Pesquisas divulgadas pelas conferências de bispos da Alemanha e Suíça mostraram que muitos fiéis católicos não seguem os preceitos da religião.

A posição dos fiéis é completamente diferente da Igreja Católica nos assuntos ligados a divórcio, sexo e homossexualidade.

A pesquisa realizada na Suíça mostra que para 90% dos fiéis entrevistados a Igreja deveria aceitar e dar direito ao sacramento para divorciados e pessoas que se casaram mais de uma vez.

Quando o assunto é o uso de camisinhas e outros métodos anticoncepcionais também há divergências entre a Igreja e seus fiéis, a maioria dos católicos suíços afirma que a instituição deveria “parar de atribuir valores absolutos a certas normas e diretivas”.

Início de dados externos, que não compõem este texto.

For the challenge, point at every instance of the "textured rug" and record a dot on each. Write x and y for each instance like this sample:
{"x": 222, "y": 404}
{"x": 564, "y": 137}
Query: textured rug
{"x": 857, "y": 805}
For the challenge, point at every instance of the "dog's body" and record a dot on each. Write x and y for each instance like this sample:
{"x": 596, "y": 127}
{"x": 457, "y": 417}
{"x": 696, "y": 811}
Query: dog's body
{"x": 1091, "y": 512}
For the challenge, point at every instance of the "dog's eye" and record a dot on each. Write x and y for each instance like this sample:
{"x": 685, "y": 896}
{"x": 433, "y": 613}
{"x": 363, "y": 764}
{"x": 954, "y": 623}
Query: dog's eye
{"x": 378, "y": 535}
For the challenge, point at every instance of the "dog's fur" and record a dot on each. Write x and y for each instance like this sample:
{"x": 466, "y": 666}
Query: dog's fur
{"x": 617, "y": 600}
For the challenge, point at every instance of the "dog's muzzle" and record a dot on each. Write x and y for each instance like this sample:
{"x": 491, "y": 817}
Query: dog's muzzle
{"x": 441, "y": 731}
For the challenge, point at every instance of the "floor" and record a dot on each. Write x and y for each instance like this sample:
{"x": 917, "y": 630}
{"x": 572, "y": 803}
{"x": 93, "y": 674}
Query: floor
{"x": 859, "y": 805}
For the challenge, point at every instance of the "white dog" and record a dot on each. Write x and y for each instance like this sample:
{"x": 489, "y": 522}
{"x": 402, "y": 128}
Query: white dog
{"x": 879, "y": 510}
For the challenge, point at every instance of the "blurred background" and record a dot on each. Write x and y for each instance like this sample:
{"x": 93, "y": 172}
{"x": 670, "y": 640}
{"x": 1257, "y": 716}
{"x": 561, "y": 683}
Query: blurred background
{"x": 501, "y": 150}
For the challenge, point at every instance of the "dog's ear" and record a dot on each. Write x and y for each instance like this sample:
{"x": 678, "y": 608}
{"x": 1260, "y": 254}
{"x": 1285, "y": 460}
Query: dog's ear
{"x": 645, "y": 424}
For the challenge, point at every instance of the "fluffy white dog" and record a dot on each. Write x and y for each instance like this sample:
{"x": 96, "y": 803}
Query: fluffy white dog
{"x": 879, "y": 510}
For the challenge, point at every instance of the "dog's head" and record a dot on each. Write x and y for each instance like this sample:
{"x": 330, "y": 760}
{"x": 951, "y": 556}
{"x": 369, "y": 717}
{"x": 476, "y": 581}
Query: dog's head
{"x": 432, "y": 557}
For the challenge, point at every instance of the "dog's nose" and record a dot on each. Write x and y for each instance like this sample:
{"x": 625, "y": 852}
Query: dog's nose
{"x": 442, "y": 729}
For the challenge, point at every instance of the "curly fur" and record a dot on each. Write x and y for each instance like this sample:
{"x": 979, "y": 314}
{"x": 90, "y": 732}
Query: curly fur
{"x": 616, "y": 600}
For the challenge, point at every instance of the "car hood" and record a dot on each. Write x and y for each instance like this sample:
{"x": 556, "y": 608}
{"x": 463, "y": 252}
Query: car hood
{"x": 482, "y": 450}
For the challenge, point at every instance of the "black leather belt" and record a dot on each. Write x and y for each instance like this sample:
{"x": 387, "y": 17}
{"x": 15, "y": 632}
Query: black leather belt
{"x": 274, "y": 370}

Sobre o casamento entre pessoas do mesmo sexo, 60% é a favor não só da união civil, como também da benção religiosa.

Na Alemanha os resultados não foram diferentes, todas as normas ligadas à moralidade sexual não são aceitas pelos fiéis, que as consideram “irreais”.

O estudo feito pelos bispos mostra que as ideias da Igreja sobre casamento, divórcio, homossexualidade e métodos anticoncepcionais “são virtualmente nunca aceitas, ou expressamente rejeitadas na vasta maioria dos casos.”

Para chegar à essa conclusão os conselhos entregaram aos fiéis batizados um questionário com 38 perguntas elaborado pelo Vaticano.

A pesquisa foi amplamente divulgada pela imprensa internacional no ano passado quando se acreditava que diante das respostas a Igreja mudaria sua posição sobre tais questões, o que já foi desmentido pela Santa Sé.

O questionário também foi entregue aos fiéis brasileiros, mas até agora a Conferência Nacional dos Bispos do Brasil (CNBB) não divulgou o resultado. Com informações G1.